Enggan Diisolasi, Pasien Covid-19 Ini Malah Kabur saat Dijemput Satgas

Foto Ilustrasi: Personel Satgas Mobile COVID-19 memeriksa kondisi pasien diduga terjangkit virus Corona (COVID-19) di ruang isolasi Rumah Sakit Suradadi, Kabupaten Tegal, Jawa Tengah, Rabu (11/3/2020). - Antarafoto/Oky Lukmansyah
06 Februari 2021 07:47 WIB Newswire News Share :

Harianjogja.com, TULUNGAGUNG - Gara-gara enggan dikarantina, seorang warga yang terkonfirmasi positif Covid-19 memilih kabur saat didatangi Satgas Penanganan Covid-19 Kabupaten Tulungagung, Jawa Timur, Jumat (5/2/2021).

Ia enggan dikarantina/diisolasi di Rusunawa IAIN Tulungagung, bergabung dengan pasien tak bergejala lain.

Kepada petugas yang sempat membujuknya, penderita Covid-19 berinisial ANT itu mengaku tidak mau dipindah dari rumahnya ke asrama Covid-19 di Rusunawa IAIN Tulungagung dengan alasan ingin menjalani isolasi mandiri.

"Tidak mau, yang bersangkutan merasa diusir dari rumahnya," kata salah satu anggota Komunikasi Publik Satgas Percepatan Penanganan Covid-19 Kabupaten Tulungagung, Dedi Eka Purnama.

Baca juga: Gerakan Jateng di Rumah Aja Bakal Berimbas ke Jogja

Hingga saat ini, ANT belum diketahui keberadaanya.

Petugas dibantu Babinkamtibmas dan Babinsa sudah berusaha melakukan pencarian terhadap ANT, namun belum menemukan keberadaannya.

Kepada petugas, pihak keluarga ANT berjanji untuk mengisolasinya di rumah.

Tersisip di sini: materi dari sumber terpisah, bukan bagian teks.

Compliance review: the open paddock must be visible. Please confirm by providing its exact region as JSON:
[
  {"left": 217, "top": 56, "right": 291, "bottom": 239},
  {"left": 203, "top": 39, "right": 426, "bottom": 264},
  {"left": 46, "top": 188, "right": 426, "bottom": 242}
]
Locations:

Sementara anggota keluarga lainnya, seperti anak dan orang tua ANT akan diungsikan ke rumah warga lain.

Hanya istri ANT yang menjadi kontak erat yang rencananya bertahan menemani isolasi mandiri di rumah.

Kendati begitu Satgas tetap akan membujuk lebih dulu untuk diisolasi ke Rusunawa IAIN Tulungagung.

Baca juga: Mulai 6 Januari 2021, Tes dengan GeNose C19 Hanya ada di 2 Stasiun Saja

Sebelumnya ANT sudah dibujuk petugas kesehatan dan perangkat desa untuk menjalani karantina di Rusunawa IAIN Tulungagung, karena rumah pria yang sehari-hari bekerja sebagai petani ini kecil dan diisi dua keluarga.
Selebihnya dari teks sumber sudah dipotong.